Does The Last Jedi Tell Us Anything About The New Trilogy's Story?
Thematic hints are all well and good, and there's plenty of evidence in The Last Jedi for where Johnson will go in that realm. Plot details, however, are understandably more scarce, though not necessarily completely absent. In one of the film's stranger tangents, Finn, Rose, and BB-8 are dispatched to the casino planet Canto Bight to track down a codebreaker who can get them access to the First Order's lead ship and disarm the First Order's tracking device. In their efforts to escape, they're aided by a group of children housed in a stable who organize a jailbreak of the alien horse creatures, which help our heroes get clear of the local fuzz and carry out their mission. At the film's conclusion, we revisit those children, one of whom summons his broom with the Force and gazes into space, wondering what his future will hold.
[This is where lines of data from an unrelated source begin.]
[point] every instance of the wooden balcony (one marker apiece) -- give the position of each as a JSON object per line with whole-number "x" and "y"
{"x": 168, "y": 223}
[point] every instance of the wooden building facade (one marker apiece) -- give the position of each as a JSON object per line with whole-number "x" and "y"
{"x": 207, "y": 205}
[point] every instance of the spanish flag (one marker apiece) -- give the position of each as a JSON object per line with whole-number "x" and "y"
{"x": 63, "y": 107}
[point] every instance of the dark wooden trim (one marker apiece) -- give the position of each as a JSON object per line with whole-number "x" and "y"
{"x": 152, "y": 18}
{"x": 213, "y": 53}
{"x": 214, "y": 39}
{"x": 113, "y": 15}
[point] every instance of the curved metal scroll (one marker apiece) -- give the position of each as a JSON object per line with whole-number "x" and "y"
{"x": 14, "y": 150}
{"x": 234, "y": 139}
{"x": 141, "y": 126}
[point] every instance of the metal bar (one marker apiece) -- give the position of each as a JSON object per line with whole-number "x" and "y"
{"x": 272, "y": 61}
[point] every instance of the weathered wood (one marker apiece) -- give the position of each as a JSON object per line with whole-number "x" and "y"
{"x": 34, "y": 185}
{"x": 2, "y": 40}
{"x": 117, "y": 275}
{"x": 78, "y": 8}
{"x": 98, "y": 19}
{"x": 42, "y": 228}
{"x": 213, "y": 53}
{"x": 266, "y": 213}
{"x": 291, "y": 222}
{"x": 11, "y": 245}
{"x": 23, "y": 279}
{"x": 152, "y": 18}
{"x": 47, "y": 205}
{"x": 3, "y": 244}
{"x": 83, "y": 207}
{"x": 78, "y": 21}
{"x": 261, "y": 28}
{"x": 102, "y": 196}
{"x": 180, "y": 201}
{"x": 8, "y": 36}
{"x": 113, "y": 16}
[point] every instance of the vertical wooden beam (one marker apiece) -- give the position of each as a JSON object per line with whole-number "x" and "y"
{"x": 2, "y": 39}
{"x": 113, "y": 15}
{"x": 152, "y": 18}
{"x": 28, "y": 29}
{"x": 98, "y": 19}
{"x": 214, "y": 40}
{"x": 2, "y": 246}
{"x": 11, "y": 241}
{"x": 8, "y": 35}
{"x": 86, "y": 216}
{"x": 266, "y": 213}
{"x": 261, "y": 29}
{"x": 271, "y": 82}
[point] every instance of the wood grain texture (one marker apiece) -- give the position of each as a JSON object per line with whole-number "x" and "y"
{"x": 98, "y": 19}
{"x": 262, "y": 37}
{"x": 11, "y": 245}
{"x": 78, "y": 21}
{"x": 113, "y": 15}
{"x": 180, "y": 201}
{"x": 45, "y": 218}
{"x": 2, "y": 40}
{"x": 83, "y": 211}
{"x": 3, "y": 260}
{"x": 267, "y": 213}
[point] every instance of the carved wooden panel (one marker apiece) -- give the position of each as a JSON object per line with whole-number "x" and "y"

Despite all of Johnson's seeming disregard for the essential tropes of the franchise, it's impossible not to think of this moment in the context of A New Hope, where we see young Luke staring at the dual sun horizon, contemplating his future - a moment that's nicely echoed in Luke's final moments in The Last Jedi. Is this young child and his friends the protagonists of Johnson's trilogy? Probably not, but coupled with the revelations about Rey's lineage, they serve as something of a mission statement. You don't have to come from vaunted Skywalker blood, or be a prophesied chosen one, or endure rigorous Jedi training to be a hero in this universe. You only need to be pure of heart and willing to help those who need it, even if it's against your own interests. That's a bold new reality for the Star Wars films, and it opens up the franchise to new and exciting storytelling possibilities.
Star Wars: The Last Jedi is not a perfect film. It's too long, and some of the subplots involving Poe and Finn suffer from some very real logical holes. But Johnson gets the big moments right, and has realigned a surprising number of the basic tenets of this storytelling world in bracingly fresh ways without betraying the sense of hope and wonder that is essential to this particular franchise. Disney is right to entrust a new corner of the Star Wars universe to Johnson, and their faith in his vision and ambition is the surest sign yet that Star Wars is in good hands.